Detection of optic nerve atrophy following a single episode of unilateral optic neuritis by MRI using a fat-saturated short-echo fast FLAIR sequence

2001 
We describe an MRI technique for quantifying optic nerve atrophy resulting from a single episode of unilateral optic neuritis. We imaged 17 patients, with a median time since onset of optic neuritis of 21 months (range 3–81 months), using a coronal-oblique fat-saturated short-echo fast fluid-attenuated inversion-recovery (sTE fFLAIR) sequence.
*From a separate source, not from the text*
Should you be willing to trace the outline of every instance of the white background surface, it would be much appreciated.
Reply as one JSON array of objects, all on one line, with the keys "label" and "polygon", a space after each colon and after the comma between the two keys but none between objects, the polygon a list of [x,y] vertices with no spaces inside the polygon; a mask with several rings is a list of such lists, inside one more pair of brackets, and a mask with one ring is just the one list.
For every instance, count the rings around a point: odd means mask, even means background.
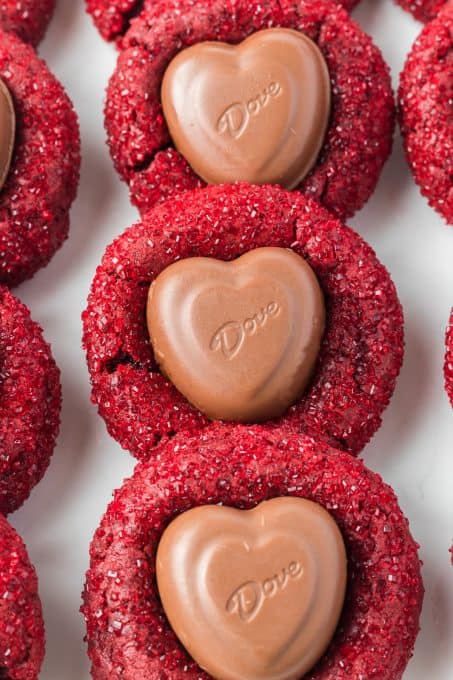
[{"label": "white background surface", "polygon": [[[105,246],[137,215],[104,142],[104,88],[115,51],[95,32],[82,0],[57,4],[40,52],[67,87],[80,116],[82,180],[69,241],[47,269],[15,292],[43,326],[62,370],[63,422],[45,479],[11,520],[28,545],[40,579],[47,628],[40,677],[85,680],[89,666],[78,609],[88,546],[112,490],[134,463],[108,437],[89,402],[80,314]],[[390,0],[363,0],[355,17],[383,50],[396,84],[420,25]],[[363,454],[395,488],[422,546],[422,632],[404,678],[451,680],[453,411],[443,390],[442,364],[453,305],[453,229],[420,197],[399,137],[377,192],[352,225],[389,268],[406,315],[404,368],[383,426]]]}]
The mean cross-sectional area of the intraorbital portion of the optic nerves was calculated by a blinded observer from five consecutive 3 mm slices from the orbital apex forwards using a semiautomated contouring technique and compared with data from 16 controls. The mean optic nerve area was 11.2mm2 in the affected eye of the patients, 12.9mm2 in the contralateral eye (P = 0.006 compared to the affected eye) and 12.8mm2 in controls (P = 0.03 compared to the affected eyes). There was a significant negative correlation between disease duration and the size of the affected optic nerve (r = –0.59, P = 0.012). The measurement coefficient of variation was 4.8 %. The sTE fFLAIR sequence enables measurement of optic nerve area with sufficient reproducibility to show optic nerve atrophy following a single episode of unilateral optic neuritis. The correlation of increasing optic nerve atrophy with disease duration would be consistent with ongoing axonal loss in a persistently demyelinated lesion, or Wallerian degeneration following axonal damage during the acute inflammatory phase.